Issam tire sur sa chicha, engoncée dans les canapés en faux cuir de la terrasse. La musique idiote se diffuse au grand air sous les fumées artificielles. Ça sent le charbon, le parfum merdique, la sueur et les colorants artificiels. Issam met les gens en contact, il rend service. Il transporte quand c’est nécessaire, la navette de Nice à Marseille, de Marseille à Paris. Il vend du tabac et du café, il vend de la cocaïne et du cannabis. Il vend beaucoup. Une vidéo pour Snapchat en sirotant son Perrier. Deux hommes entrent dans la chicha. Cagoule, gants, armes de poing. Issam emportera en enfer la vision d’un canon pointé contre son front. Percé par les balles, il a été vendu à son tour. Un nouveau sacrifice sur l’autel du narcotrafic. 

Chaque jour en France, la drogue ferait rentrer entre 9,6 et 18 millions d’euros dans la poche des trafiquants, un pactole reparti entre 3000 points de deal et 250 000 mains. Le narcotrafic s’étend désormais sur tout le territoire et suinte des grands centres urbains pour pénétrer les villes moyennes et la ruralité, avec des concentrations autour du Rhône et de la Côte d’Azur, de la région parisienne et du Nord. Les dealeurs agissent comme des entrepreneurs, mobilisant les réseaux sociaux et les techniques du marketing direct pour attirer et fidéliser leur clientèle. Ils répondent à une demande massive de la part du public français, avec 11 % de la population qui aurait pris du cannabis au moins une fois dans l’année, le plus gros score européen. Ce marché extrêmement dynamique et au maillage dense permet le développement rapide de la structure commerciale criminelle. Une myriade de consommateurs-revendeurs viennent chercher leur dose auprès de détaillants ou de semi-grossistes sous un format drive ou en livraison, eux-mêmes approvisionnés depuis l’étranger bien que la production tend à se relocaliser. 

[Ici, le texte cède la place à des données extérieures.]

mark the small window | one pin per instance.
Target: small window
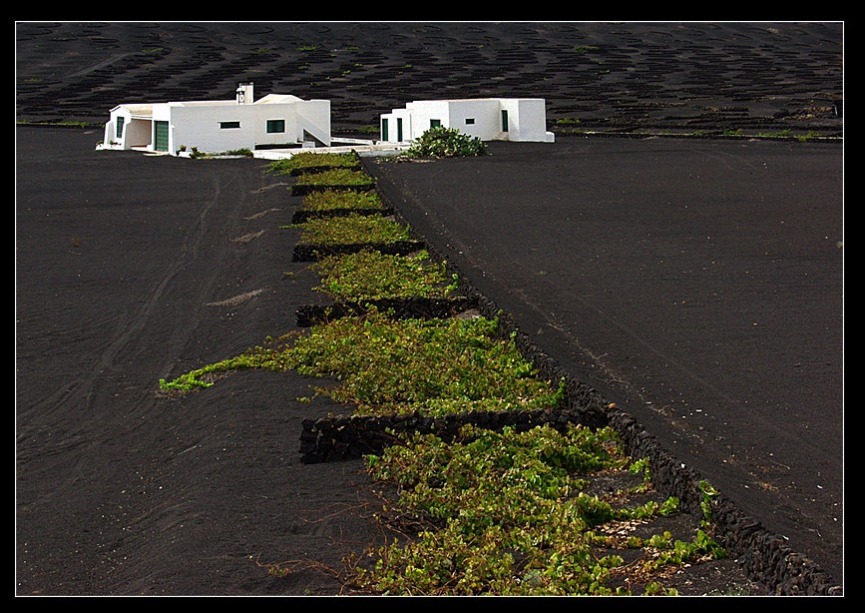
(275, 126)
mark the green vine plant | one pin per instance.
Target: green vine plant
(351, 229)
(308, 161)
(335, 199)
(388, 366)
(372, 275)
(509, 513)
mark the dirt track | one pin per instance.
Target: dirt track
(131, 268)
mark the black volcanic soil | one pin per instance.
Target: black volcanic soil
(680, 77)
(133, 268)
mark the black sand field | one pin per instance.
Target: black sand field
(697, 283)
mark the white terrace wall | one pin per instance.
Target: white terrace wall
(199, 125)
(527, 119)
(482, 118)
(477, 118)
(310, 115)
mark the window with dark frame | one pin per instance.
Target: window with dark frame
(275, 126)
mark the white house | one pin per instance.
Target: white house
(512, 119)
(215, 126)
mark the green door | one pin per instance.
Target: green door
(160, 135)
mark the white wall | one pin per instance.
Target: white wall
(526, 118)
(486, 116)
(198, 126)
(313, 116)
(418, 116)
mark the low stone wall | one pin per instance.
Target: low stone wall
(312, 252)
(764, 556)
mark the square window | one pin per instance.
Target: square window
(275, 126)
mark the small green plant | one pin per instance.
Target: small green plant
(337, 177)
(371, 275)
(499, 513)
(442, 142)
(351, 230)
(306, 161)
(334, 200)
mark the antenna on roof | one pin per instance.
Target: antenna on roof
(244, 93)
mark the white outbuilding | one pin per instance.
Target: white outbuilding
(217, 126)
(510, 119)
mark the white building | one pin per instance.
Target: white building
(216, 126)
(513, 119)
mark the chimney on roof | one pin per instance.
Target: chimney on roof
(244, 93)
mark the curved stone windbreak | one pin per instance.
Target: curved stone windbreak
(764, 556)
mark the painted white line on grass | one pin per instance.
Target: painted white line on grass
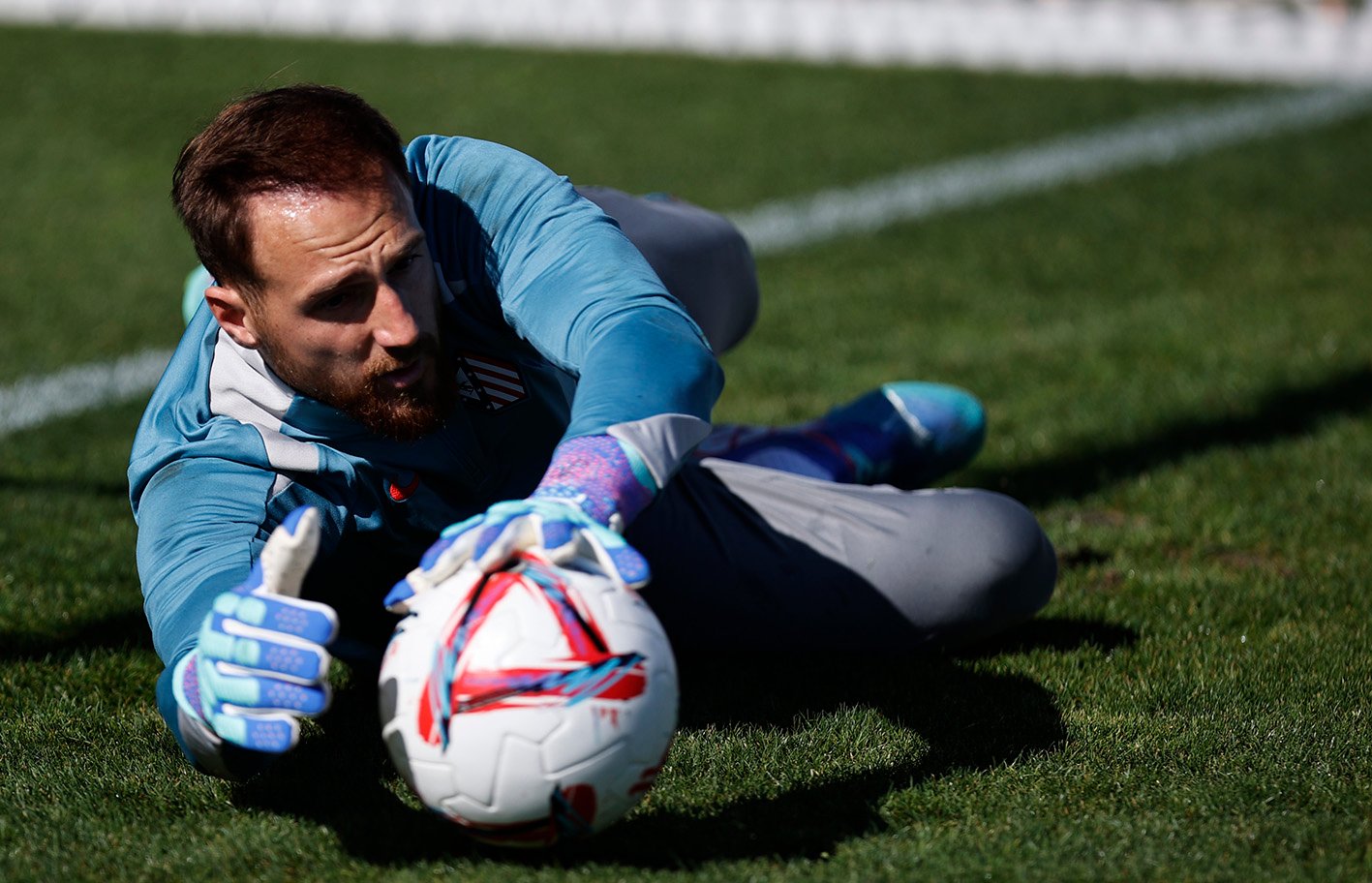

Ces groupes naissent et opèrent en France à partir de liens ethnico-culturels soudés dans des quartiers dits « prioritaires », à l’exemple du Nord de Marseille. Ces espaces urbains ont bénéficié d’une attention toute particulière dans l’espoir de maitriser le développement de la narco-criminalité à l’instar de la Castellane.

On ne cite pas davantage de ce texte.